Let’s rewind 20/25 years, back to when I was a little one at primary school (I’m seriously showing my age here!). The closest I came to any form of interaction with technology was the grey robot type things we had to program to make them move. Handwriting and sums were done in our school books, teachers wrote on actual whiteboards or blackboards with chalk, the register was taken on paper and handed in at reception and being allowed to write with a pen instead of a pencil was a real achievement! Technology was sparse.
Now, don’t get me wrong I’m not saying there wasn’t a single PC in that building, but the point I’m trying to make is back then, ICT wasn’t seen as anything but a rarity. Fast forward 20 years and the spectrum has totally changed.
In today’s educational landscape there’s an abundance of digital and networked technologies in place. From the widespread use of interactive whiteboards and virtual learning environments, to educational computer games and an increasing reliance on the use of cloud based technologies such as the internet, email and e-learning platforms. ICT and computing today is huge, so much so that it’s even become part of the curriculum!
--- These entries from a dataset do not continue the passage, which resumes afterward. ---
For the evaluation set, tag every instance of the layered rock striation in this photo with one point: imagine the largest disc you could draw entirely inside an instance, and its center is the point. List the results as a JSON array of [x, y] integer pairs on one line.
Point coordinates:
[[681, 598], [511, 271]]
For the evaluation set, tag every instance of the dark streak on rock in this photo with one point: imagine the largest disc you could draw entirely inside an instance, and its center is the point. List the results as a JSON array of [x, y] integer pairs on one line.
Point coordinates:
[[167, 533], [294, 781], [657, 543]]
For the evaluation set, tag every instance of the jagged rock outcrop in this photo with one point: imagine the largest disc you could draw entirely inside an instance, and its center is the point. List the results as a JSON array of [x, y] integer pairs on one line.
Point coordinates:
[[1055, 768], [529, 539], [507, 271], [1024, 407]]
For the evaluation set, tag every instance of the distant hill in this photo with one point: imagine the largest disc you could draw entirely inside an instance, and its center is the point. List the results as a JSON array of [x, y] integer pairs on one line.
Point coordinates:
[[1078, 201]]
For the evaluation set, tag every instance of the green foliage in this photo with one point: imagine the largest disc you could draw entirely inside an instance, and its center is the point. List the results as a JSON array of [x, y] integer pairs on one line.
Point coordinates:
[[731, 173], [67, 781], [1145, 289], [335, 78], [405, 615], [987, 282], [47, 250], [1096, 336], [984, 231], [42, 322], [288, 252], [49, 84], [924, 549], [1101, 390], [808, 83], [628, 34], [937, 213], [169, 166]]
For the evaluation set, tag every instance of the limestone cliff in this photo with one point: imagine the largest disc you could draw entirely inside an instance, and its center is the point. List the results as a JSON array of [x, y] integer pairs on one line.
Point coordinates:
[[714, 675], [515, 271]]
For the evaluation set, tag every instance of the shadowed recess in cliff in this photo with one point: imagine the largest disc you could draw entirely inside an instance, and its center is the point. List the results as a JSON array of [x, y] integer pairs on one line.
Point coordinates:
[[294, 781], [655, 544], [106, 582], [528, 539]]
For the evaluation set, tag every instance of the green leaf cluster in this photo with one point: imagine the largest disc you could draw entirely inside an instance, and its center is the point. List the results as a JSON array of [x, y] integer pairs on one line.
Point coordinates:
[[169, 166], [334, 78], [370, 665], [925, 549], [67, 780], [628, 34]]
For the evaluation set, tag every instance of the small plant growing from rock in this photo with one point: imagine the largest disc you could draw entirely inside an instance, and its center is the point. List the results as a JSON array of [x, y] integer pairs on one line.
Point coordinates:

Fundamentally, it’s a central tool that supports teaching and learning at all stages of education and across all areas of the curriculum. We live in a world consumed by technology: a world that provides incredible opportunities for young students who are just setting out on their educational journey. And as such ICT isn’t just an essential component to the overall operation of the school, it can also help to improve achievement levels, inspire creative thinking and encourage the development of skills that will prove invaluable in the real world.
Be it independently or as part of a group, ICT allows your students to explore, observe, engage, solve problems and make exciting discoveries for themselves. It stimulates collaboration and interaction amongst peers and also between students and teachers.